Strategi Marketing juga...

Hasil riset yang dilakukan oleh lembaga Frontier Consulting Group menunjukkan bahwa proses pembelian secara impulse buying atau pembelian yang tidak direncanakan di Indonesia relatif sangat tinggi. Sebagian konsumen kita selalu menganggap bahwa belanja dan rekreasi adalah dua hal yang sama.

Bisnis seperti home shoping akan memiliki tantangan yang besar. Pola belanja konsumen Indonesia yang tak terencana menjadi penyebab kurang suksesnya bisnis tersebut.

Konsumen kita sulit diajak untuk merencanakan masa depannya. Mereka cenderung memilih untuk reaktif bila kemudian timbul persoalan daripada melakukan perencanaan untuk mencegah timbulnya persoalan.

Karena tidak memiliki rencana, kita sudah terbiasa untuk datang terlambat. Kita tidak merencanakan berapa lama waktu yang dibutuhkan untuk mencapai tempat tertentu, kita tidak merencanakan bagaimana kalau lalu lintas macet. Padahal kita sudah tahu itu akan terjadi sehingga akhirnya, kita terlambat. Lihat saja teks sms di ponsel milik para ibu rumah tangga atau eksekutif. Akan banyak kiriman sms yang berbunyi ”Sorry, saya terlambat”.
Implikasi strategi untuk menghadapi konsumen yang cenderung tak punya rencana dalam pembelian:

1. Sebagai marketer, kita perlu mempertimbangkan untuk memberikan fleksibilitas kepada pelanggan terutama bila masuk ke industri jasa.
2. Strategi distribusi yang intensif dan merata menjadi hal yang penting untuk menangkap konsumen yang suka membeli secara impulsif.
3. display produk yang baik. (kemasan yang menarik, unik, hingga bagaimana produk tersebut tertata dengan menarik. (misal desain outlet)
4. Konteks strategi harga dan komunikasi, marketer dapat mendorong konsumen untuk melakukan keputusan yang cepat. Dapat dilakukan dengan cara memberikan deadline. Lewat dari waktu yang ditentukan, mereka akan membayar lebih mahal. Atau lebih dari tanggal tersebut, mereka tidak akan mendapat hadiah.
5. Mengedukasi konsumen untuk melakukan perencanaan. Contoh: maskapai penerbangan cenderung menghukum pelanggan yang tidak memiliki perencanaan. Mereka harus membayar lebih mahal jika membeli tiket tanpa perencanaan.
6. Strategi harus berdasarkan cost and benefit.
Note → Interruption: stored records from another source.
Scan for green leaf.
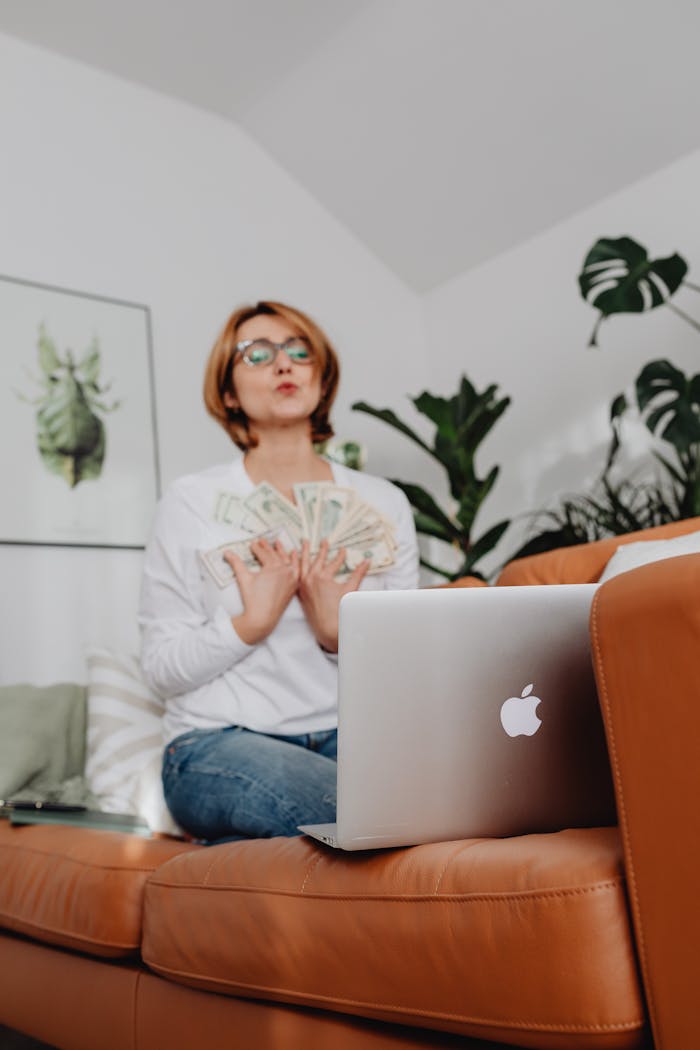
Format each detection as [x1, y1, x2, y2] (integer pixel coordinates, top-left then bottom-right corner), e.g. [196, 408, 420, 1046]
[455, 466, 500, 534]
[578, 237, 687, 345]
[464, 519, 510, 569]
[636, 359, 700, 455]
[412, 391, 457, 441]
Harga tepat, konsumen terpikat
Beli murah, lalu jual lebih mahal. Beli dengan kredit, lalu jual dengan tunai. Dengan pola sederhana ini, tampaknya keuntungan begitu mudah direguk para peritel Tanpa harus
Banyak memutar otak.

Lantaran kondisi pasar yang unpredictable di fesyen, kemungkinan besar para peritel akan mengakhiri penjualan sejumlah besar produknya dengan diskon. Umumnya peritel merasa masih cukup normal bila 35-40 % barang mereka dijual dengan diskon tinggi.

Kemampuan menentukan harga dengan jitu semakin penting di zaman hiperkompetitif seperti sekarang. Coz pricing strategy berdampak besar pada profitabilitas perusahaan.

Sayang, masih banyak pemasar yang tidak mau capek-capek memikirkan strategi harga terbaik yang bisa dijalankan. Mungkin para manajer enggan bertanggung jawab bila strategi mereka tidak berhasil. Akibatnya, formulasi harga sering dibuat secara parsial. Padahal pricing harusnya menjadi rencana integral sebelum meluncurkan sebuah produk. Skenario tersebut bersifat jangka panjang untuk melicinkan penjualan di masa mendatang.